Investors demand more than ‘returns, returns, returns’: ESG disclosure

Companies aren’t quite up to snuff in providing institutional investors with the information they require, finds a first-of-its-kind study

Companies aren’t quite up to snuff in providing institutional investors with the information they require, finds a first-of-its-kind study.

Investors demand increased disclosure regarding environmental, social and governance issue from companies, with 85% saying such information influences how they perceive a company’s management and board, finds consulting firm SimpleLogic.

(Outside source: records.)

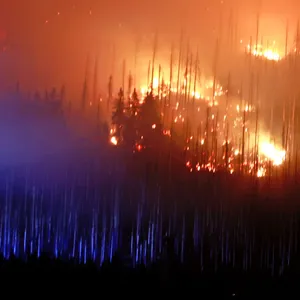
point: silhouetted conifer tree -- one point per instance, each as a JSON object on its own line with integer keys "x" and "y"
{"x": 118, "y": 117}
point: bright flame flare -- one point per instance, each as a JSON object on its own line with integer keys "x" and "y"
{"x": 277, "y": 156}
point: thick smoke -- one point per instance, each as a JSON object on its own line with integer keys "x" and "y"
{"x": 34, "y": 133}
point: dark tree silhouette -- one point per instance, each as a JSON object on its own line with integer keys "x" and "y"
{"x": 149, "y": 121}
{"x": 118, "y": 117}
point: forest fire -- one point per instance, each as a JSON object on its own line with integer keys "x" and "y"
{"x": 266, "y": 53}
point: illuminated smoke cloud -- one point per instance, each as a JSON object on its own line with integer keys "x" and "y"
{"x": 31, "y": 133}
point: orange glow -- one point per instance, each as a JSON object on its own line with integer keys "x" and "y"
{"x": 114, "y": 140}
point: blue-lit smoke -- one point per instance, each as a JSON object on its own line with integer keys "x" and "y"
{"x": 31, "y": 133}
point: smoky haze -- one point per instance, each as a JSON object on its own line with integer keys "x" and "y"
{"x": 50, "y": 40}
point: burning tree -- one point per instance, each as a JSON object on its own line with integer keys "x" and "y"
{"x": 149, "y": 120}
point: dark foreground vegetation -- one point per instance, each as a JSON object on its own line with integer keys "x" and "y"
{"x": 167, "y": 274}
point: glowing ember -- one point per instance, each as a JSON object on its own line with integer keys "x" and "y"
{"x": 269, "y": 54}
{"x": 114, "y": 140}
{"x": 275, "y": 155}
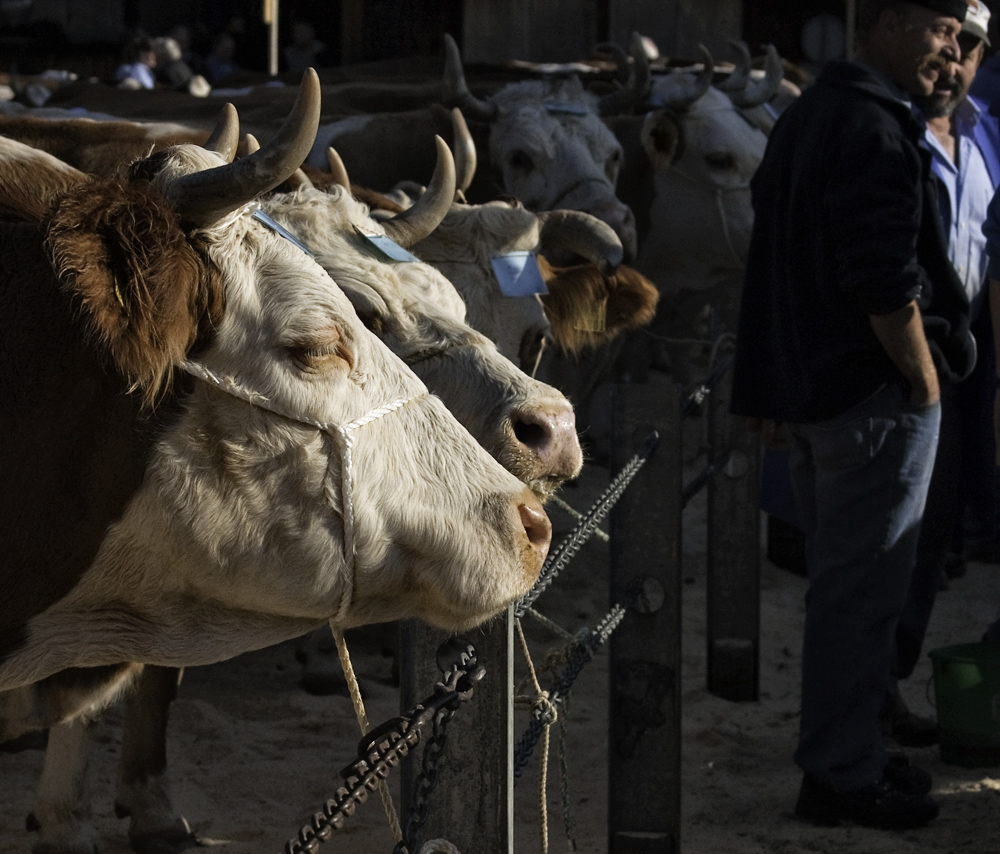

However, while companies are making efforts to fill this gap, improvement is needed in CSR reporting says President Catherine Gordon. “This has been evolving for a long time, the idea of environmental and social governance, and it started out in socially responsible mutual funds,” she says.

“Companies over the last several years have started creating environmental social governance reports because there’s been interest. What’s happened is that research has shown that there is a link between environmental and social governance issues and financial and operational performance.”

The report, which polled 24 institutional investors with over $1.7 trillion assets, including pension, mutual, and pooled fund managers, found that governance is considered by 95% of investors. Environmental and social issues were weighed by 65%.

Currently, there is no standardized approach to integrated reporting in North America, a need Gordon says inspired the study. “When we went to companies and talked to them, they said they didn’t hear anything from investors – so we said, ‘well let’s go ask investors about what they think’, and this is the research that we did.”

She adds that investors are recognizing the direct link between ESG disclosure and performance – an important development companies should understand.

“I think that companies have been focusing on risk management for a long time,” she says. “In the past, the pressure was on returns, returns, returns. Now, investors are saying, ‘We want the returns, but we need more.’

“One thing that companies aren’t doing is linking their corporate strategy with their CSR strategy directly, but also with their compensation strategy. How are they incenting their executives to do this, because we are seeing there’s a link between this and performance, and investors are looking at that too.”